I recently made a web site using Netobjects Fusion 7. A cracking programme that is quite easy to use.









What happens if it goes tits up and you loose your current site and all the back ups if the PC crashes? You have to start again, even importing your site from the web seems to be useless as the formatting goes astray.









I've just spent two hours re installing and rebuilding my site and I haven't finished yet, bugger.

At least I have the site I uploaded to copy from.









Bloody computers.









It's still there and has some new watches on that I uploaded before the software broke.









The next version will be better, I may have made a rod for my back?


----------



## Stan (Aug 7, 2003)

Fixed and a bit tidier than before.


----------



## raketakat (Sep 24, 2003)

Thats excellent Stan







.

I notice the Slavas on.
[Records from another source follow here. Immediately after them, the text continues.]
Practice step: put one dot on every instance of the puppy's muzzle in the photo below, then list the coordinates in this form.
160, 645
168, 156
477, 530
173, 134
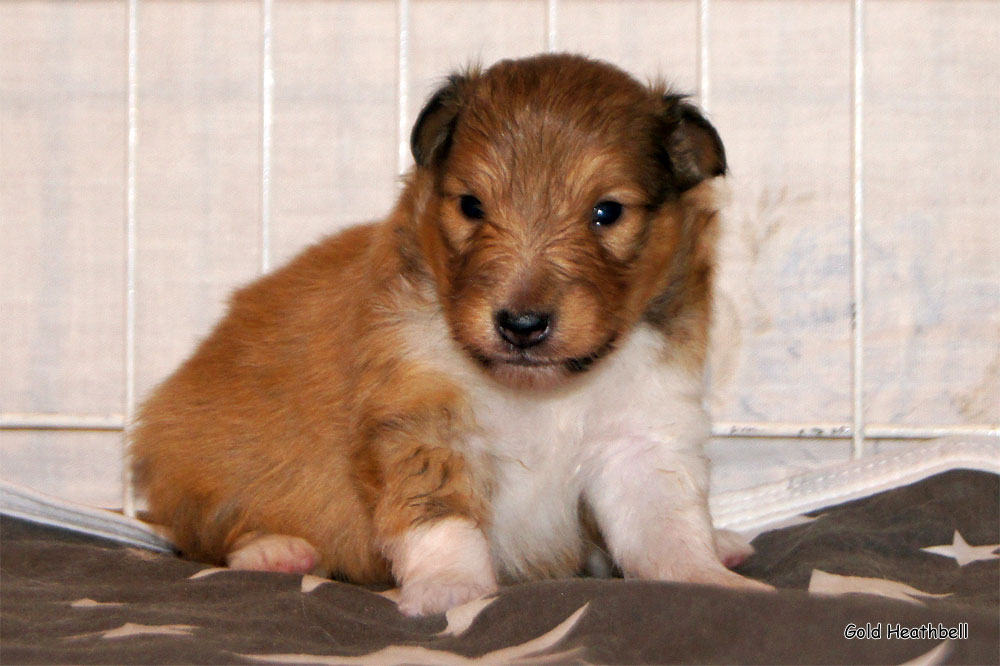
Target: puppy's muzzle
523, 329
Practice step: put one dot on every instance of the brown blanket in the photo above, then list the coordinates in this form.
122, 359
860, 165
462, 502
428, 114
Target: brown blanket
71, 599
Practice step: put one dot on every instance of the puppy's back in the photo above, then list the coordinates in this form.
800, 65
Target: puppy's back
252, 432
Most people wouldn't have done that because its not a bragging watch. More power to yer







.

Your photography is really impressive.


----------



## Stan (Aug 7, 2003)

Ian you are a gent,









I worked me nuts off to get it back. Glad you think it was worth it.
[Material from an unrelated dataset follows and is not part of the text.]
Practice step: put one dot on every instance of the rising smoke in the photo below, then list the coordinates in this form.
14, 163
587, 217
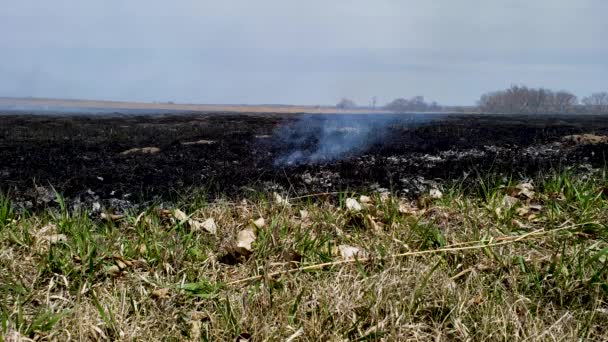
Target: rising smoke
316, 139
I might stick some pictures of the cat on later.
















Ever the fool.


----------



## raketakat (Sep 24, 2003)

A glimpse of pussy - no matter how old and smelly - would be most welcome







.


----------



## Stan (Aug 7, 2003)

Ian,

The one I was thinking of is only ten and very cute and friendly, give it another ten years and she will be as bad as the other two.
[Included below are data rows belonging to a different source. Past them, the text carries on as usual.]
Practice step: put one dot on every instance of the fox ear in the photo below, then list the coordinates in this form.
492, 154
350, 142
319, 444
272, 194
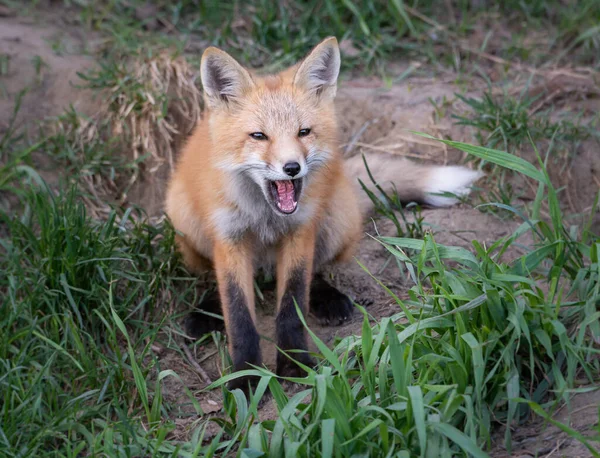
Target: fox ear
223, 79
319, 71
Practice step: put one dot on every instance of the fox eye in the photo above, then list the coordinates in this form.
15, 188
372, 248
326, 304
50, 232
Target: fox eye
259, 136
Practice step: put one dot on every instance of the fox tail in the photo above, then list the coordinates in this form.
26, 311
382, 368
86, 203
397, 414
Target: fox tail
413, 182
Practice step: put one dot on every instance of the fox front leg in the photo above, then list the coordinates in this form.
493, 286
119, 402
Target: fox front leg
233, 265
294, 273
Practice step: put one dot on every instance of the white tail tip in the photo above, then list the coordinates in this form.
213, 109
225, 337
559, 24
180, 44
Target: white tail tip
453, 180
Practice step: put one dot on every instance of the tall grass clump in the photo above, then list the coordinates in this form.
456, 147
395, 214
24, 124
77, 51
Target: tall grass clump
81, 303
484, 339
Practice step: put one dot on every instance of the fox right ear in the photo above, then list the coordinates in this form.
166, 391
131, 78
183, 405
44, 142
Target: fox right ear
223, 79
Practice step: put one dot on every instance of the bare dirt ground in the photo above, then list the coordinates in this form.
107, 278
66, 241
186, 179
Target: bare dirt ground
372, 117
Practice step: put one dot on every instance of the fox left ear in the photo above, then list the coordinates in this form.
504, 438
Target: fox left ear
319, 71
223, 79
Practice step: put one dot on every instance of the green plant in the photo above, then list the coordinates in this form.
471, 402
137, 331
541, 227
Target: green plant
477, 342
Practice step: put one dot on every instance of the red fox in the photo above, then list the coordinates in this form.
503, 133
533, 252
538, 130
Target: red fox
261, 183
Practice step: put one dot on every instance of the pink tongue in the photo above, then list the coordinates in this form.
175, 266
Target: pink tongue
285, 192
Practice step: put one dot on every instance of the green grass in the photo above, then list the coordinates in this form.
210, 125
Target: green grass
71, 380
481, 342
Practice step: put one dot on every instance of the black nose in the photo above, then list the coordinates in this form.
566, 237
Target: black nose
292, 168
Cat's can be as infuriating as web building software.


----------



## raketakat (Sep 24, 2003)

As I write; my cat is behind me sulking because I haven't given in to his "requests" to be fed.....little bugger







.


----------



## Stan (Aug 7, 2003)

Cat's are just parasites.









I have two that use me to feed them, clean up their crap. Old bugger's.

I have one that adores me, would almost starve rather than not have my attention.

I did save her life when she was a kitten. Do cat's do loyalty?

I don't know if they have this trait as a rule but this cat loves me to bits.









I don't know what I did to deserve it?

If I had know this technique when I was much younger, I would have tried it on human females.

Hindsight.


----------



## raketakat (Sep 24, 2003)

Stan said:


> If I had know this technique when I was much younger, I would have tried it on human females.


 They are much less perceptive than cats




























.

My old female cat used to mother me. Thought I was one of her kittens. I dare say she was very disappointed with the way I turned out







.


----------



## Stan (Aug 7, 2003)

Ian,

I don't think the old girl would be disappointed, she would not have spent time on a lost cause.

Cat's are not stupid.


----------